After the mayhem of the 2016 election, one man stood as the only person in the nation—other than those in a coma or a cave—who didn't have a clue who won.

On election night, Pilliard Dickle (aka his real name, Joe Chandler) went into a self-imposed "Bubble of Isolation," cut off from the din of the outside world.


"Everyone was trapped on this insane merry-go-round-run-amuck. You had to stay up into the night, glued to the returns, gnawing your nails to the quick. You had no choice," he says. "Well, I had a choice. I gave myself one.” 

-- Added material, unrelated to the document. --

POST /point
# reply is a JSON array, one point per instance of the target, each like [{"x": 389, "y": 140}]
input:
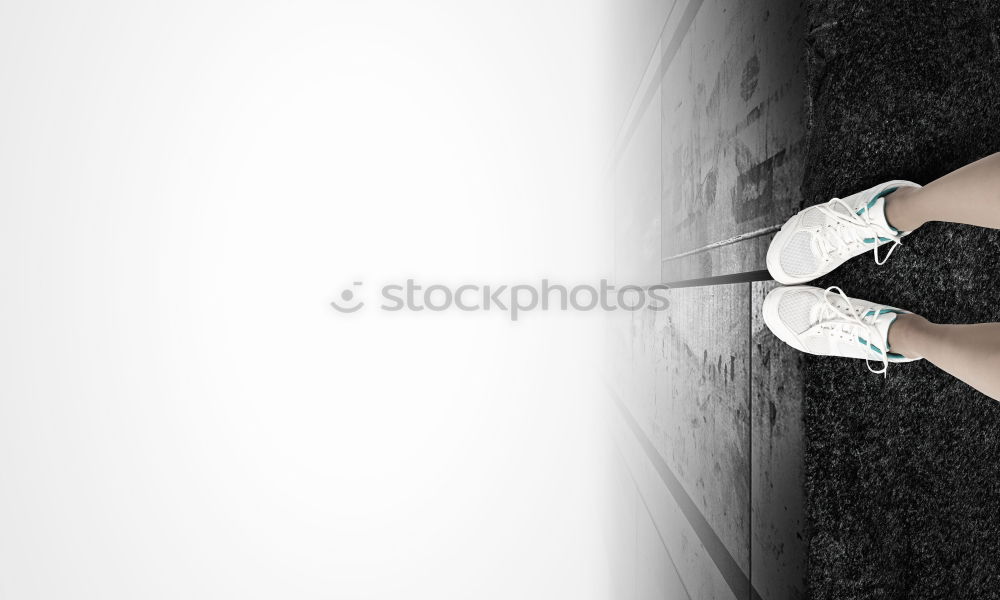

His idea was to treat himself to 24 hours of not knowing before returning to the fracas, but he discovered a serenity in his blissful information-desert he was in no hurry to walk away from.

"I stepped from a world riddled with turmoil into a world comprised of trees and squirrels and pimento cheese sandwiches.”

Life in the bubble


For an artist and writer, the Bubble of Isolation proved to be a creative haven.

“I stepped out of an unhinged world of turmoil into a quiet world comprised of trees and squirrels and pimento cheese sandwiches,” he says. "I got a lot of work done on a novel I'm wrestling with, I made a huge dent in my 2017 calendar and I wrote a sequel to Sympathy for the Devil. And I ate lots of sandwiches."

His daughter Emily and his ex-wife (but still best friend) Natalie were his laisons to the outside world, feeding him select tidbits of information.

"Emily told me there was civil insurrection," he says, "but that could have gone either way. Natalie sent me a news story with names and phrases blacked out like a classified CIA document. I'd waiver this way and that, but my two 'handlers' pretty much kept me near the 50 yard line."

After a few days in self-imposed solitary confinement, he was pining for the freedom to go out and get a burger. But when he found himself not being able to take a call from The Jimmy Kimmel Show because he was on a call with the Today show, he figured he could tough it out a while longer. "Especially since what I was doing was nothing," he says. "Which I'm particularly adept at."

"If I'd any idea not watching TV would make me famous for 15 minutes, I'd have not done it years ago."

The media's take on this was all over the map. The Today show treated him like a hero, whereas Cosmopolitan magazine saw him as this white Christian Southern male who simply didn't care what was going on.

"I do admit to being white," he says. "That much they got right. But they were dead wrong on the rest. I do care. Passionately. It's traumatic to witness the systematic dismantling of our democracy. That's what drove me into the bubble the first place. My brain needed a break."

The bubble turned out to be a placid fortress of creative solitude. He started work on a new book and completed an ambitious sequel to the Rolling Stones' Sympathy for the Devil, which picks up where the original song left off and updates it to the present day. 


This bubble of bliss was finally popped. The Bert Show, a nationally-syndicated radio show out of Atlanta, threw him a "gender reveal party." Only instead of "blue or pink?" the question was: "red or blue?" When they opened a big box and a cluster of red balloons came wafting out, it was all over. Or so one would think. But the media kept calling.

"I had an opportunity to speak on the BBC," he said. "On behalf of all of us here in America (well, half of us, anyway), I offered our friends across the pond an embarrassed apology."